To Jane Mecom
MS not found; reprinted from Jared Sparks, ed., A Collection of Familiar Letters and Miscellaneous Pieces of Benjamin Franklin (Boston, 1833), pp. 52–3.9
Woodbridge, New Jersey, 21 May, 1757.
I received your kind letter of the 9th instant,1 in which you acquainted me with some of your late troubles. These are troublesome times to us all; but perhaps you have had more than you should. I am glad to hear that Peter is at a place where he has full employ.2 A trade is a valuable thing; but, unless a habit of industry be acquired with it, it turns out of little use; if he gets that in his new place, it will be a happy exchange, and the occasion not an unfortunate one.

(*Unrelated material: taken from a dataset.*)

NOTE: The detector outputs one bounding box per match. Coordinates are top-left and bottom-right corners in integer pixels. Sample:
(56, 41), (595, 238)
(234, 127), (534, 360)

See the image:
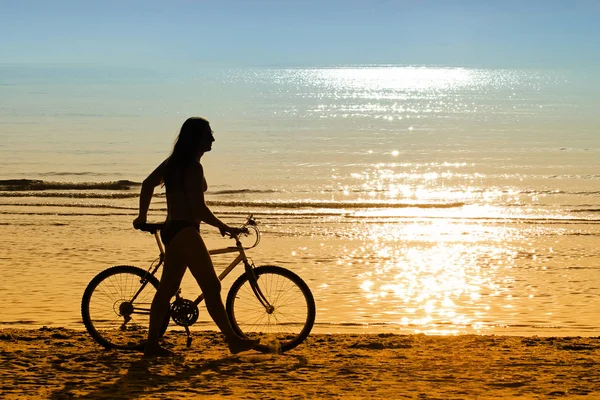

It is very agreeable to me to hear so good an account of your other children; in such a number to have no bad ones is a great happiness.3
The horse sold very low indeed. If I wanted one to-morrow, knowing his goodness, old as he is, I should freely give more than twice the money for him; but you did the best you could, and I will take of Benny no more than he produced.4
I don’t doubt but Benny will do very well when he gets to work; but I fear his things from England may be so long a coming, as to occasion the loss of the rent.5 Would it not be better for you to move into the house? Perhaps not, if he is near being married.6 I know nothing of that affair, but what you write me, except that I think Miss Betsey a very agreeable, sweet-tempered, good girl, who has had a housewifely education, and will make, to a good husband, a very good wife. Your sister and I have a great esteem for her, and if she will be kind enough to accept of our nephew, we think it will be his own fault, if he is not as happy as the married state can make him. The family is a respectable one, but whether there be any fortune I know not; and as you do not inquire about this particular, I suppose you think with me, that where every thing else desirable is to be met with, that is not very material. If she does not bring a fortune she will help to make one. Industry, frugality, and prudent economy in a wife, are to a tradesman, in their effects, a fortune; and a fortune sufficient for Benjamin, if his expectations are reasonable. We can only add, that, if the young lady and her friends are willing, we give our consent heartily, and our blessing. My love to brother and the children. Your affectionate brother,
P.S. If Benny will promise to be one of the tenderest husbands in the world, I give my consent. He knows already what I think of Miss Betsey. I am his loving aunt,
9. While Duane (Works, VI, 16–17) printed this letter several years before Sparks did, his version contains apparent misreadings and omits the postscript entirely; hence the Sparks text is reprinted here.
1. Not found.
2. Peter Franklin Mecom (C.17.6), now eighteen, had been apprenticed to his uncle John Franklin as soapmaker and tallow chandler. His present “place” is not known, except that he was concerned with the making of soap. See below, p. 221.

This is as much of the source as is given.